Introduction

AZ65 is a powerful but simple assembler for the Zilog Z80, MOS 6502, and Sharp LR35902 (sm83 / gbz80) architectures. In this book you'll learn the ins-and-outs of the assembler and its advanced meta-programming capabilities.

Note that this book only covers using AZ65 and does not cover assembly in general.

For assembly language references see:

  • z80.info for lots of z80 resources.
  • 6502.org for plenty of 6502 tutorials.
  • gbdev.io for resources on sm83/gbz80 programming

Command Line Interface

All the functionality of AZ65 is in the az65 binary.

Assembling Files

Pass the target CPU architecture and the name of an assembly file to assemble it:

az65 6502 code.asm

Architectures

  • 6502 for MOS 6502
  • z80 for Zilog Z80
  • sm83 for the Sharp LR35902 (a.k.a gbz80)

By default, az65 will write the assembled program to stdout. You can direct this to a file using the > operator:

az65 6502 code.asm > code.bin

You can alternatively use the -o option to pick an output file:

az65 z80 code.asm -o code.bin

Search Paths

AZ65 supports specifying search paths for locating files that are referenced in your code.
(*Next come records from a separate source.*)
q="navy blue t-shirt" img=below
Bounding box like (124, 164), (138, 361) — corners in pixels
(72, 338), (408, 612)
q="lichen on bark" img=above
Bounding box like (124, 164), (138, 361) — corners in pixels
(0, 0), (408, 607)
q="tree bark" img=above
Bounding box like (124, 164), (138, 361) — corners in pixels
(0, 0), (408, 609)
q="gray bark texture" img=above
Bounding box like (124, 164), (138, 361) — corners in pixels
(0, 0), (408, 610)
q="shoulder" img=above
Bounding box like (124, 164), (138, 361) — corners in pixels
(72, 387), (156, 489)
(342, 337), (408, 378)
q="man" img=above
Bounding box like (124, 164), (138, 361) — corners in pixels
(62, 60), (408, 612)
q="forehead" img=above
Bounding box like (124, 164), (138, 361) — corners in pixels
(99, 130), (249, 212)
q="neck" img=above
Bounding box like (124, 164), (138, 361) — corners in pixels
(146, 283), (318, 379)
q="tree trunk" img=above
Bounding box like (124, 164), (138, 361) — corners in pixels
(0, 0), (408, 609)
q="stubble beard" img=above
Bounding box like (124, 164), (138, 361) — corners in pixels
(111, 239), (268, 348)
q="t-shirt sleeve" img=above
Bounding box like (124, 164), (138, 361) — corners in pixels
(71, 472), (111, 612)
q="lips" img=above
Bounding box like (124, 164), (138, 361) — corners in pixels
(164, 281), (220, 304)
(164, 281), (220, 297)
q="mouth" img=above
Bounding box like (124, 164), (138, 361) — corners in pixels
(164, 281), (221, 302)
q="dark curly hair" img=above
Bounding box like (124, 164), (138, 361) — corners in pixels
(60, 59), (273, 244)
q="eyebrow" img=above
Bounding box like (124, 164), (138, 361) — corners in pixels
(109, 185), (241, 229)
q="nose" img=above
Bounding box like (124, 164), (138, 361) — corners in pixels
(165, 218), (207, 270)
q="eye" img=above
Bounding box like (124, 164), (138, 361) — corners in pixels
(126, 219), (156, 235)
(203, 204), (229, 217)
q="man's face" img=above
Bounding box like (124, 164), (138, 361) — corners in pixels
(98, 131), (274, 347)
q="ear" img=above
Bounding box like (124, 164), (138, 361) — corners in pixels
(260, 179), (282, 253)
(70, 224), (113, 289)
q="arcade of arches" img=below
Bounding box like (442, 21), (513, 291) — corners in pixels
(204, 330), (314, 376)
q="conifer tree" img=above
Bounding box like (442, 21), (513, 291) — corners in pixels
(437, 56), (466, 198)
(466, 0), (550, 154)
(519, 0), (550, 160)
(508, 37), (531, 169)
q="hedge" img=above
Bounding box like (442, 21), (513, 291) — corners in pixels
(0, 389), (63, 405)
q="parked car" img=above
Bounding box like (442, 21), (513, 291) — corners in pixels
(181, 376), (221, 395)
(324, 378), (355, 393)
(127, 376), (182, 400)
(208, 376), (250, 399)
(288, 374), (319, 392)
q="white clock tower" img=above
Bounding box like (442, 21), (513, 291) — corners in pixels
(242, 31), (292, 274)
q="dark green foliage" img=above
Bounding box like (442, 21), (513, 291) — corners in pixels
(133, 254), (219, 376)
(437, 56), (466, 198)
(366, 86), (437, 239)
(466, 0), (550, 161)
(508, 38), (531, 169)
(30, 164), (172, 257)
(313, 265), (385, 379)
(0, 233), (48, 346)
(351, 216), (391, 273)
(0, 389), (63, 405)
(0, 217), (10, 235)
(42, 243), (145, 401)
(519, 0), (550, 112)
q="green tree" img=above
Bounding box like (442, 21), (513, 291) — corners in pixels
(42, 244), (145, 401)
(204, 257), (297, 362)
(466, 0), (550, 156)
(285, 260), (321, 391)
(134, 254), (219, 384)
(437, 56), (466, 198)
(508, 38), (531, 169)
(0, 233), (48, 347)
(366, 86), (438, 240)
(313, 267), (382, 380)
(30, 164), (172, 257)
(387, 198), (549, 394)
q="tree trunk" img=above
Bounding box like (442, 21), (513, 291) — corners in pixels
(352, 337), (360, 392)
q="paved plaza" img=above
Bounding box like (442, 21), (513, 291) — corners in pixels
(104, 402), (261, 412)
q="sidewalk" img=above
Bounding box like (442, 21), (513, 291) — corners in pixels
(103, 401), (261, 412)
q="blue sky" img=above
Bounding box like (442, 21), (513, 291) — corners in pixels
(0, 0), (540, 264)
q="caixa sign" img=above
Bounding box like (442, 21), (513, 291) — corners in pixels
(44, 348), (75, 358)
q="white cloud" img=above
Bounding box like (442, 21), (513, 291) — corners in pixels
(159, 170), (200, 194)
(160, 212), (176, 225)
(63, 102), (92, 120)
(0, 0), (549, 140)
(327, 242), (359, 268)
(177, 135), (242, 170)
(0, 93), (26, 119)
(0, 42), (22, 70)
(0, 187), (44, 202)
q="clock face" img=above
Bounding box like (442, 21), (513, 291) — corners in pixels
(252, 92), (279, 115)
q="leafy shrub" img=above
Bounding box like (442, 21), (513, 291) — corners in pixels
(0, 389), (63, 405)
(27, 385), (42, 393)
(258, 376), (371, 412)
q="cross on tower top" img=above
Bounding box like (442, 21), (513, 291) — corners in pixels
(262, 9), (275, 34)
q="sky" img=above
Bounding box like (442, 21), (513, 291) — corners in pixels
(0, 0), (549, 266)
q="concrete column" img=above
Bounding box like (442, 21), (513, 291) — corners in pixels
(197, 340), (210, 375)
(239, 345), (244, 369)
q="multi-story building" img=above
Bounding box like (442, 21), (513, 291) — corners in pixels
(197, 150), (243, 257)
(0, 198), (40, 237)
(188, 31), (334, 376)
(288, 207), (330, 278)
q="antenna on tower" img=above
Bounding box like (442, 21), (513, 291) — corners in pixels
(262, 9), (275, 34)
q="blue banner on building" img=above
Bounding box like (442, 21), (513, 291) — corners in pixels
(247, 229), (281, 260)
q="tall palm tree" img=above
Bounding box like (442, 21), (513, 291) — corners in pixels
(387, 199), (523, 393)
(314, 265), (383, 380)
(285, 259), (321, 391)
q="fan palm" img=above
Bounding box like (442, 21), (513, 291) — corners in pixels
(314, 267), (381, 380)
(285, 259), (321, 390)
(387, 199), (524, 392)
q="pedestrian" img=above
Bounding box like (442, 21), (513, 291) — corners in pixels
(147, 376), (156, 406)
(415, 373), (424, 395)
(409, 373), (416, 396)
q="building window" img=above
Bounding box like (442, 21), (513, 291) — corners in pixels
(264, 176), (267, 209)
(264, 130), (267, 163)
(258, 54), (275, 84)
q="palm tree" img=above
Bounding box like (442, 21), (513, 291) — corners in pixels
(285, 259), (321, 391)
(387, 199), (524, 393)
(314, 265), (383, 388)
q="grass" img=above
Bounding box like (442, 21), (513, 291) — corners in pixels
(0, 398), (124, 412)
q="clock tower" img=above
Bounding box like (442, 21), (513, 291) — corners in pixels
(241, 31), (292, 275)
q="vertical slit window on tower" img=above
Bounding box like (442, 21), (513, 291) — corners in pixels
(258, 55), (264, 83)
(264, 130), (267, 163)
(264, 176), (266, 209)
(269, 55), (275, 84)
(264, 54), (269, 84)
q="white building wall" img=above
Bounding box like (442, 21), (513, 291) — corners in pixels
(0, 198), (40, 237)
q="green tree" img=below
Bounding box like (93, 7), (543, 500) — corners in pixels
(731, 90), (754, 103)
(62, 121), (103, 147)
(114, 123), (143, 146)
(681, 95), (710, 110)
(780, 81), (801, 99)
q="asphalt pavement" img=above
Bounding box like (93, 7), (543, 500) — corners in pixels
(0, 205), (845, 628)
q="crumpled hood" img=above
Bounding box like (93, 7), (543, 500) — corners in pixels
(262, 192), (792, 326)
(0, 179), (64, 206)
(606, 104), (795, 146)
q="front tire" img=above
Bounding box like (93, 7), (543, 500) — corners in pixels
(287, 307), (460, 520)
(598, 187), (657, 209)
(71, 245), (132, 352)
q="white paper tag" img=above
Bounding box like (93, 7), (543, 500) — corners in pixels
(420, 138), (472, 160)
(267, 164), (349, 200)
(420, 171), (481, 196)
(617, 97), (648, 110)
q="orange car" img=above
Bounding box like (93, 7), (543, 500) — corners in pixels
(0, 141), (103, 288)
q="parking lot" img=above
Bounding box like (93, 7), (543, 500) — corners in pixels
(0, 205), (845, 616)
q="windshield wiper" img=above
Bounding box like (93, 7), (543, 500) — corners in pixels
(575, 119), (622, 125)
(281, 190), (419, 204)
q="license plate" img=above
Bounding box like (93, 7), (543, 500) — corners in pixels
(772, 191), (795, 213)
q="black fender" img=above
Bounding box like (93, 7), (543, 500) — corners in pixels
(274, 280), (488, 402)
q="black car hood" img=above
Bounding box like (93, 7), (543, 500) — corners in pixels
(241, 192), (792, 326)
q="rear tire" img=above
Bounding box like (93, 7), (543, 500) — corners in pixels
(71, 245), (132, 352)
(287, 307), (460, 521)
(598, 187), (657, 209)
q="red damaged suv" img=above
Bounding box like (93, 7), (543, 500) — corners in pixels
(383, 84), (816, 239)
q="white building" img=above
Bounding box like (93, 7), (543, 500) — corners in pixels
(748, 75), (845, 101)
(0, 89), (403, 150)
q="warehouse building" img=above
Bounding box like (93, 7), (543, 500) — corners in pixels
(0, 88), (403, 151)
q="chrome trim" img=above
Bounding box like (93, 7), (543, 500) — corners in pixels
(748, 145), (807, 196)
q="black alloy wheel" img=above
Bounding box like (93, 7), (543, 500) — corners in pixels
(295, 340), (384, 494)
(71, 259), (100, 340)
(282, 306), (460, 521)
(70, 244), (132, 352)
Pass search paths by repeatedly using the -I option.

az65 sm83 code.asm -I macros -I data > code.bin

When a file is referenced by name it will be searched for in the same directory as the currently assembled file and if not found each include path will be checked in the order given.

Expressions

Number Formats

Binary

Binary numbers in AZ65 use standard 6502 binary number syntax. They are prefixed with a modulus (%). For example:

  • %00001111
  • %1010
  • %0

Hexadecimal

Like binary numbers, standard syntax is used. They are prefixed with a dollar-sign ($) and are case-insensitive. For example:

  • $1234
  • $DADcafe
  • $0

Decimal

Numbers without a % or $ prefix are assumed to be decimal (base 10) numbers.

Operators

All expressions in AZ65 operate on 32-bit signed integers with wrapping over/underflow semantics. All operators and their precedence match that of the C language with a few notable modifications:

  1. There is no C binary comma (,) operator. It is mostly an anachronism that many C programmers aren't even aware exists.
  2. The unary < and > operators, common in 6502 assembly, are present. They are used to get the low and high byte of a 16-bit word. For example:
    • < $1234 evaluates to $34.
    • > $1234 evaluates to $12.
  3. There is a unary + operator. This is mainly used to disambiguate between expressions and memory locations in some assembly languages. For example, in z80 assembly the instruction ld a, ($42) is ambiguous. A programmer may intend for this to load the value $42 into a, but AZ65 will interpret this is loading a byte at address $0042 into a. To add clarity, you can use a unary + to indicate that you are passing a numeric expression rather than an address:
    • ld a, +($42)
  4. Unsigned (logical) shift operators are provided. Use the <<< and >>> symbols to shift left and right respectively:
    • $ffffffff >>> 1 evaluates to $7fffffff
    • $ffffffff <<< 1 evaluates to $fffffffe

Strings

All strings in AZ64 are UTF-8 encoded. They are written enclosed in double quotes ("):

  • "Hello World"
  • "not a number: 1234"
  • "Howdy, cowboy 🤠"

Use C-style escape sequences to write special characters inside a string:

  • "line break: \n"
  • "tab: \t"
  • "double-quote: \""

Multi-line strings can be written by placing a backslash immediately before the line break:

"multi\
line\
string"

To encode a byte directly, place a backslash before a hexadecimal number:

"capital Q: \$51"

Multicharacter Literals

AZ65 also supports the multicharacter literal that is present in C.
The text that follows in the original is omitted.